Dallal, one of the few Islamic scholars on campus, has said repeatedly that Stanford needs a permanent faculty in the field. "Muslims are one-fifth of humanity -- it doesn't make sense at all not to have someone in Religious Studies," he said. "We have a much smaller program than [the University of California-]Berkeley or any of the peer institutions. The university has already recognized the importance of doing more in this area. We have a strong group of scholars on site. There is a possibility that Stanford could have a very strong Islam and Middle East studies program."
Until that happens, the university is responding by offering a range of related courses in religious studies, law, history, political science and international relations.

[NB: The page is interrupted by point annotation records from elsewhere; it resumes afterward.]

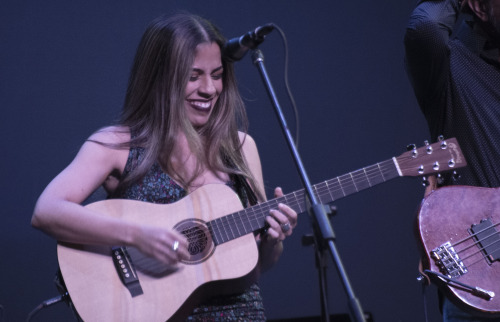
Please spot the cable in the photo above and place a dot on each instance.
(287, 86)
(47, 303)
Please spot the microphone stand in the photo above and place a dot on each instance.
(324, 236)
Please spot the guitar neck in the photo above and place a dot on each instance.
(252, 219)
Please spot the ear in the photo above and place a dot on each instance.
(479, 8)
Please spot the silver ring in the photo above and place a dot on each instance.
(285, 227)
(175, 246)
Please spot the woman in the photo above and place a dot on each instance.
(178, 132)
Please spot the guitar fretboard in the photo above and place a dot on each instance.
(252, 219)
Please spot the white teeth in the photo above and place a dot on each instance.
(201, 104)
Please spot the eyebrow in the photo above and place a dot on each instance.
(198, 70)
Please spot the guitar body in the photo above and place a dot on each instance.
(447, 214)
(98, 293)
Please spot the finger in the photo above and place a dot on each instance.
(278, 192)
(275, 229)
(289, 213)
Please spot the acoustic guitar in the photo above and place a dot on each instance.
(121, 284)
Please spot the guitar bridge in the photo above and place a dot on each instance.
(448, 261)
(487, 238)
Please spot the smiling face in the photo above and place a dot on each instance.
(204, 85)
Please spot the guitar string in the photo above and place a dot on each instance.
(476, 242)
(345, 183)
(374, 171)
(378, 169)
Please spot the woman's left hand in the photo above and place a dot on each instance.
(281, 221)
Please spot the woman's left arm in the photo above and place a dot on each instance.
(281, 220)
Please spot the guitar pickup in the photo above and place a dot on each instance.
(448, 260)
(487, 237)
(126, 270)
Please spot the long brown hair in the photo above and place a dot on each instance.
(154, 103)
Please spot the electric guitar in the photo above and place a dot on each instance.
(121, 284)
(458, 229)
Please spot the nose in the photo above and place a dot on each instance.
(207, 86)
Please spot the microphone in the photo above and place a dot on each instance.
(236, 48)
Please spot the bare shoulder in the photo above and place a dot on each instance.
(248, 144)
(111, 135)
(104, 147)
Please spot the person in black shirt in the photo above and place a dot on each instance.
(452, 59)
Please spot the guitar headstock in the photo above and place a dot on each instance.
(442, 156)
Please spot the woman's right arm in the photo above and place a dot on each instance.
(58, 211)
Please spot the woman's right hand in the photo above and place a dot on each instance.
(167, 246)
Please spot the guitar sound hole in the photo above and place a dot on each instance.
(199, 238)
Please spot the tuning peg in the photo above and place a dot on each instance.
(413, 149)
(428, 147)
(440, 179)
(443, 144)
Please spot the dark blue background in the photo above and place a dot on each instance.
(63, 71)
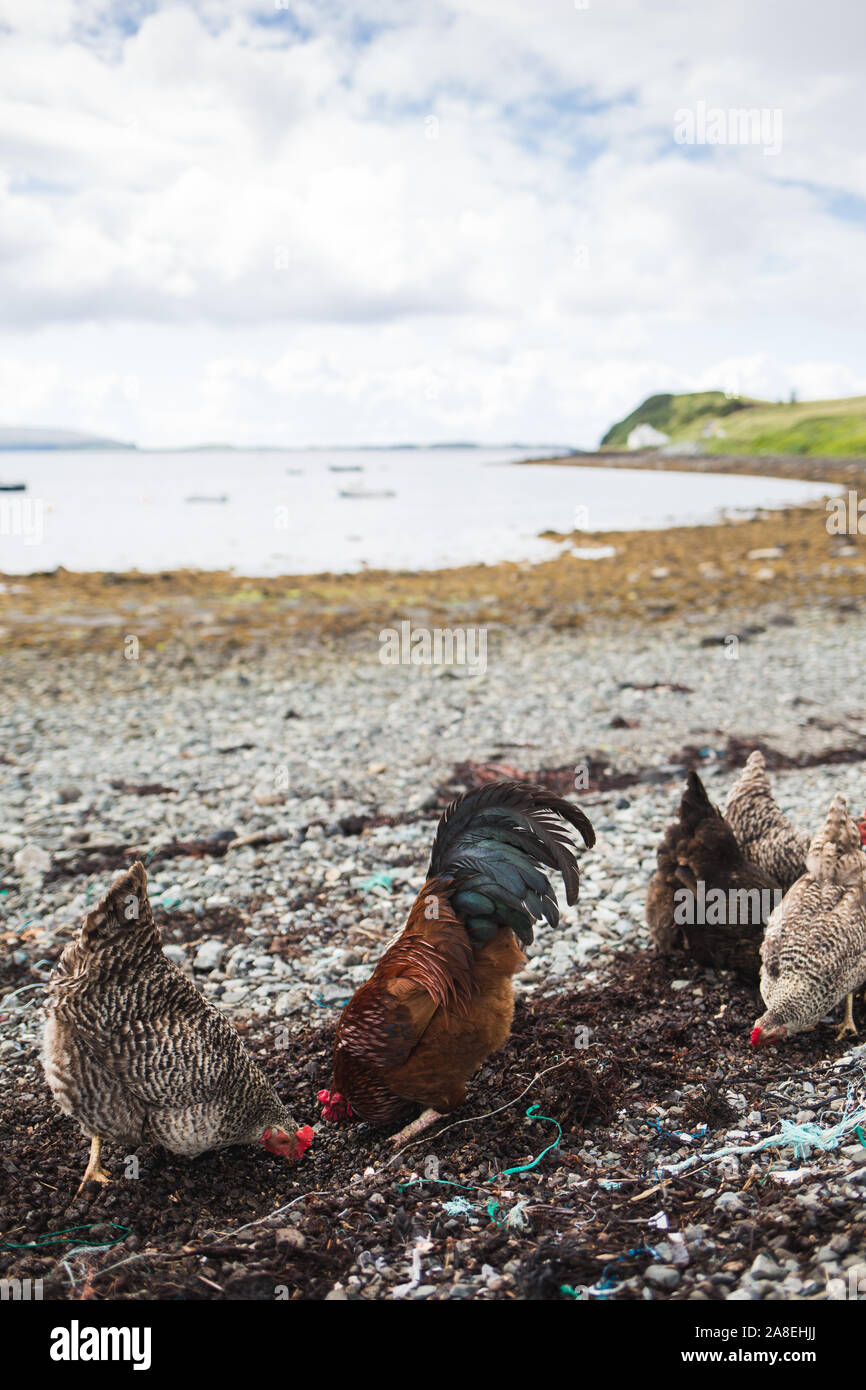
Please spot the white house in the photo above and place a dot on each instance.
(644, 437)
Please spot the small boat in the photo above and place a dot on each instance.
(366, 492)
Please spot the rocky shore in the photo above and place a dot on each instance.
(284, 798)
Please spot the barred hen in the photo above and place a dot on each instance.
(441, 1000)
(136, 1055)
(815, 947)
(705, 895)
(765, 834)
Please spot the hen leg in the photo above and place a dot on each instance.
(423, 1122)
(847, 1025)
(95, 1171)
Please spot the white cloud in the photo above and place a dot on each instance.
(387, 221)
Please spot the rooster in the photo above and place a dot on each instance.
(136, 1055)
(815, 948)
(441, 1001)
(704, 875)
(765, 834)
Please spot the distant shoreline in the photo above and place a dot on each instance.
(801, 467)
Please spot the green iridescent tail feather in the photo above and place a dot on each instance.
(494, 844)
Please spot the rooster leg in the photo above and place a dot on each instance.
(423, 1122)
(847, 1025)
(95, 1171)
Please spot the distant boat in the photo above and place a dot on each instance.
(366, 492)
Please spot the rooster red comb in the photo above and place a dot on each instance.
(334, 1107)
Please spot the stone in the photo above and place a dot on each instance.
(209, 954)
(32, 861)
(663, 1276)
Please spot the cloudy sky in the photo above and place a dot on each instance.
(303, 221)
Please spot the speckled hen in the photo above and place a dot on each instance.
(765, 834)
(813, 954)
(136, 1055)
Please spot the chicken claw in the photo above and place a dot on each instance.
(423, 1122)
(847, 1025)
(95, 1172)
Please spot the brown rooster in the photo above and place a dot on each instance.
(705, 894)
(441, 1000)
(136, 1055)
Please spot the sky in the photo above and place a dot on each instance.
(412, 220)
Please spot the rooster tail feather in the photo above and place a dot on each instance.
(695, 805)
(494, 845)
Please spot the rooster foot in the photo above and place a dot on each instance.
(95, 1172)
(423, 1122)
(847, 1025)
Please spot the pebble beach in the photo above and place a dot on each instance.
(284, 798)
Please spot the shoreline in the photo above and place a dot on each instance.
(736, 566)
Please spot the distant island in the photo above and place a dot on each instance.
(20, 438)
(713, 421)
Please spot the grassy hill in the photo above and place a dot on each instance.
(738, 424)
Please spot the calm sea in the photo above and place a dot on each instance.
(284, 512)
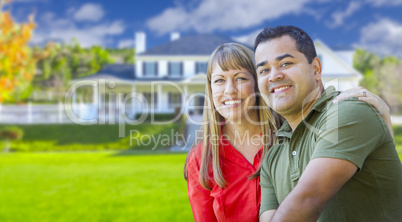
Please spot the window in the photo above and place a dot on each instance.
(152, 99)
(201, 67)
(150, 69)
(174, 100)
(320, 57)
(175, 68)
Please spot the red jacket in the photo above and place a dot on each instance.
(238, 201)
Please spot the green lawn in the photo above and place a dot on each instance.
(93, 186)
(73, 137)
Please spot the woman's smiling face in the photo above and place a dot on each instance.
(233, 92)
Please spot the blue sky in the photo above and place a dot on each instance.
(375, 25)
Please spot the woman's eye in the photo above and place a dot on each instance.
(264, 71)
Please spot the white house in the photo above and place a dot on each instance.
(172, 76)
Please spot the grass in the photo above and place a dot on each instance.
(100, 186)
(73, 137)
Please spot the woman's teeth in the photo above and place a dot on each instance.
(282, 88)
(231, 102)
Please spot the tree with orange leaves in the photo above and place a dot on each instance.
(17, 63)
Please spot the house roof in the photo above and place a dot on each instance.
(200, 44)
(114, 71)
(123, 72)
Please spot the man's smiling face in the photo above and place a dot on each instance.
(285, 77)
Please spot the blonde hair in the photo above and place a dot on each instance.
(229, 56)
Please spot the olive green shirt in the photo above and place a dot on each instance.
(350, 130)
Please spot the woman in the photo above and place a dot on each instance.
(222, 171)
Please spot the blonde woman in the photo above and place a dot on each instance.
(222, 170)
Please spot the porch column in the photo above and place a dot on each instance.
(133, 106)
(95, 101)
(159, 98)
(74, 100)
(184, 98)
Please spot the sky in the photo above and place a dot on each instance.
(374, 25)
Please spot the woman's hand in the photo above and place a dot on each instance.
(369, 97)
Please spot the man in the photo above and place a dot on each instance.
(333, 162)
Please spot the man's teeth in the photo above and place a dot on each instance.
(231, 102)
(282, 88)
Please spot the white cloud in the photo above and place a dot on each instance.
(211, 15)
(382, 37)
(340, 15)
(126, 43)
(385, 2)
(89, 12)
(51, 28)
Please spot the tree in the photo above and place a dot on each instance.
(17, 62)
(381, 76)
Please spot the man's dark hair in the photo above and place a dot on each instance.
(303, 41)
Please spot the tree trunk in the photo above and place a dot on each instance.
(7, 146)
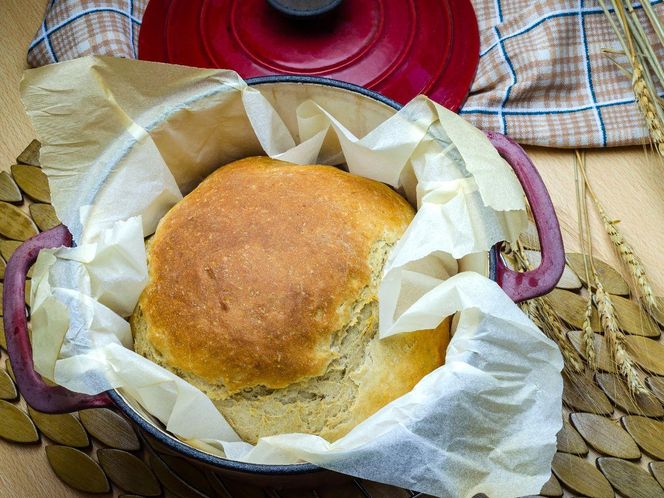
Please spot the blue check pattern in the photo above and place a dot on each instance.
(543, 76)
(544, 79)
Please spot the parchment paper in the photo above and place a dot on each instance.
(123, 140)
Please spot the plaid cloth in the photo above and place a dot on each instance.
(542, 77)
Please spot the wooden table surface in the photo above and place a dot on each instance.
(630, 183)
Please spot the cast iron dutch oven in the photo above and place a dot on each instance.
(56, 399)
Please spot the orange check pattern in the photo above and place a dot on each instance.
(543, 76)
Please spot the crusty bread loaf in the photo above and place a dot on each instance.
(262, 293)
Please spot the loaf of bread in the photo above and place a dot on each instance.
(262, 293)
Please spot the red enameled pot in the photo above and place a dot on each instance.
(284, 92)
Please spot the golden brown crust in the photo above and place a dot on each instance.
(253, 272)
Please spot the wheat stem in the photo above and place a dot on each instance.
(615, 339)
(622, 246)
(642, 84)
(587, 334)
(540, 311)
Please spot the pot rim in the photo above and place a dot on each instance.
(264, 469)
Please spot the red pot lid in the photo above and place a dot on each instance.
(399, 49)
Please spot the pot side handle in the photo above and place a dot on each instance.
(38, 394)
(521, 286)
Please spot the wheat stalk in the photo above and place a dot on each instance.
(588, 336)
(540, 311)
(647, 106)
(615, 339)
(644, 61)
(622, 246)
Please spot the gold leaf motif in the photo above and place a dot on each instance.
(32, 181)
(648, 434)
(61, 428)
(9, 191)
(605, 435)
(7, 248)
(647, 353)
(15, 425)
(581, 476)
(7, 387)
(44, 216)
(629, 479)
(128, 472)
(16, 224)
(30, 155)
(570, 441)
(110, 428)
(571, 308)
(603, 358)
(637, 403)
(77, 469)
(613, 281)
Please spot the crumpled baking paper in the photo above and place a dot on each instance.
(123, 140)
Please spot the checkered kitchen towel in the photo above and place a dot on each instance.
(542, 77)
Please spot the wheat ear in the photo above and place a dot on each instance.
(647, 104)
(623, 247)
(540, 311)
(588, 336)
(615, 339)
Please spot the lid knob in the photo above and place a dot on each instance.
(304, 8)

For example, the Rule of Law Program at the Law School will teach a course on Islamic law and contemporary issues next quarter. Erik Jensen, co-director of the program, said the speakers represent a "dream team" of Islamic scholars who will give public lectures and student workshops. "We hope that this initiative will highlight the richness of current intellectual and societal debate over Islam and its interpretations," he said.
In addition to the Law School's program, International Relations and International Policy Studies will offer courses on topics such as International Criminal Courts and Tribunals and The United States, UN Peacekeeping and Humanitarian War. Religious Studies will hold courses in Islam and the Modern World and Women and Islam. Political Science will teach Afghanistan: Its Conflicts and the War on Terrorism, Security Issues in South Asia and Security, Civil Liberties and Terrorism. Furthermore, the Center for Russian, East European and Eurasian Studies has funded a new postdoctoral fellowship in Central Asian studies and is sponsoring a new course this quarter, The New Geopolitics of Central Asia. Next quarter, the center's annual Teacher Workshop series will focus on "Islam and Politics in the 20th Century."
While such initiatives demonstrate the university's response to a growing interest in Islamic studies, they must be sustained, Dallal said. "It's becoming clear to everyone that this isn't one of the dispensable areas -- it's at the heart of everything," he said. "We can't afford to be weak. We have a responsibility to educate our students in this area."